It’s possible that the real-life Flitcroft, who died in 2007, was really just an incurable hoaxer who enjoyed tweaking the turned-up nose of the British sports establishment. But that’s not the character created by Rylance. His Flitcroft is an endlessly optimistic, defiantly proud competitor who chafes at the title “World’s Worst Golfer.” He may be awful at the sport, but it’s a sport that he loves, and not even a nationwide ban from England’s courses is going to spoil his fun.
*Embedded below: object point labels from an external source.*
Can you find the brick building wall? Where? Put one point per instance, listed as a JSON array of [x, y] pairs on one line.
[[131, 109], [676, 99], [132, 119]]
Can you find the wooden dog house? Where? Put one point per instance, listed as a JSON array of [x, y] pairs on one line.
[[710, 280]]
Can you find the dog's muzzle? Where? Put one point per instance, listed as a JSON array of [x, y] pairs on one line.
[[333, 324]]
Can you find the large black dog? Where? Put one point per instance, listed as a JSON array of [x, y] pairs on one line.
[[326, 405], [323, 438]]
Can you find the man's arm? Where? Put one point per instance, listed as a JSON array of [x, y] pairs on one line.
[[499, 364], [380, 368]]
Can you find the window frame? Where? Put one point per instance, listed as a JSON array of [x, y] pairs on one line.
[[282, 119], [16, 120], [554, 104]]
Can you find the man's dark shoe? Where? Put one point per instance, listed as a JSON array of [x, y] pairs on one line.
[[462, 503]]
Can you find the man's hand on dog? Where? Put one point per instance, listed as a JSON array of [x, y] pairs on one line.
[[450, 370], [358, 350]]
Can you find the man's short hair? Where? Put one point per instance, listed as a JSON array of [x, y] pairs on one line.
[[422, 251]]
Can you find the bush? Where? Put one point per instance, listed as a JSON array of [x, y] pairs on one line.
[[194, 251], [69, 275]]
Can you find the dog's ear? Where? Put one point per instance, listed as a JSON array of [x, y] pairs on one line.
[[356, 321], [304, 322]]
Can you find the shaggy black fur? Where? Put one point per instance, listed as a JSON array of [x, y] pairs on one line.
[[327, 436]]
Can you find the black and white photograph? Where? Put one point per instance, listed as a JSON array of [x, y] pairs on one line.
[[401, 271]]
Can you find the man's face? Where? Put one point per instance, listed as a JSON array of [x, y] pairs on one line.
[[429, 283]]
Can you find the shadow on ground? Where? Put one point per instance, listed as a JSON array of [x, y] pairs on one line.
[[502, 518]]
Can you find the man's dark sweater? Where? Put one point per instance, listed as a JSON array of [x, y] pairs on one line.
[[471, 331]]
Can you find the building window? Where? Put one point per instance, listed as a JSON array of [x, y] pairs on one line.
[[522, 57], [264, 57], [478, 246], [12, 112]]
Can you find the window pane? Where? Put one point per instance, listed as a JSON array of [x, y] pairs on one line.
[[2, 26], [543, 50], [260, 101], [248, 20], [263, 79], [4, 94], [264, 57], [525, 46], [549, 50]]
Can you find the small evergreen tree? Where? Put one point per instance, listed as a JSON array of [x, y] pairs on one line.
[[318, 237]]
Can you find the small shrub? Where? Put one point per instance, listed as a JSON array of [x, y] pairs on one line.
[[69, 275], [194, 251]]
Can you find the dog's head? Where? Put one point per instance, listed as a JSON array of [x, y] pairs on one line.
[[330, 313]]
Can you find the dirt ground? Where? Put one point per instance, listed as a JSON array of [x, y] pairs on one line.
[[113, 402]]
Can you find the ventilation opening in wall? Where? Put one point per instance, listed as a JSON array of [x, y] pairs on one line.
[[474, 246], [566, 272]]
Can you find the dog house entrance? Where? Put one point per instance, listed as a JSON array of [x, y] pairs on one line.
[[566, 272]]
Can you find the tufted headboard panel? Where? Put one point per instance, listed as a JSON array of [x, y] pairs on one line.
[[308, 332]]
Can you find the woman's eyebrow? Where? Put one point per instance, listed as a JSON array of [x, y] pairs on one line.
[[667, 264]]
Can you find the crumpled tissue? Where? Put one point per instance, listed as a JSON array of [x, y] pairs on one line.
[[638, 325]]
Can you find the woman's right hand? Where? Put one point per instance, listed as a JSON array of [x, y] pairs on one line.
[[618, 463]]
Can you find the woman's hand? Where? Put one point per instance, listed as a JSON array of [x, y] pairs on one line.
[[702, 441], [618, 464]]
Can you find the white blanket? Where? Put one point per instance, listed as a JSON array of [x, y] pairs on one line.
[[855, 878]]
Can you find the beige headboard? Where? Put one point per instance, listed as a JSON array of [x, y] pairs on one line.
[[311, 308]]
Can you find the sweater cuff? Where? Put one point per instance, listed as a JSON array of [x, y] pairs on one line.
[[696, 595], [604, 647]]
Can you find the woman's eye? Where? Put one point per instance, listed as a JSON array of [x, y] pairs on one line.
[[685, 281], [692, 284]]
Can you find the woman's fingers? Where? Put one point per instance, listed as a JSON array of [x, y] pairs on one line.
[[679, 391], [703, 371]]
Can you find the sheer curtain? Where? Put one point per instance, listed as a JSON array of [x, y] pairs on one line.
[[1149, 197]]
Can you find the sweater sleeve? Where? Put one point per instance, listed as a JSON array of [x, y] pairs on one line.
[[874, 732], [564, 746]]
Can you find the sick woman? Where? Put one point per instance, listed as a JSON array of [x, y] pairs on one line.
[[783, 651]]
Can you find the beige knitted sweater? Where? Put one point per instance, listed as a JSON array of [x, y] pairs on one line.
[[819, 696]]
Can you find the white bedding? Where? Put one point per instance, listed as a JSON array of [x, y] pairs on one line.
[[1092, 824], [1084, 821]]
Tight-jawed and soft-spoken, Rylance’s Flitcroft doesn’t have to work hard to earn our unbridled support. He’s devoted to his twin sons (who take turns caddying without bothering to tell officials they’ve switched) and his embarrassed older son Michael (Jake Davies), who, as a rising young businessman from the wrong side of town, is fighting his own private class war in the executive suite.

And then there’s Flitcroft’s adoring wife, Jean, played with dewy-eyed devotion by Sally Hawkins (The Shape of Water). On one hand, Jean is the prototypical movie spouse every underdog script demands — adamantly supportive with ready doses of tough love when necessary. But Hawkins never lets Jean become a caricature, painting a fully rounded portrait of a woman in love with a quirky, confusing man.

Jean clearly doesn’t understand Maurice’s golf passion, but she understands him, and for her — and us — that is quite enough.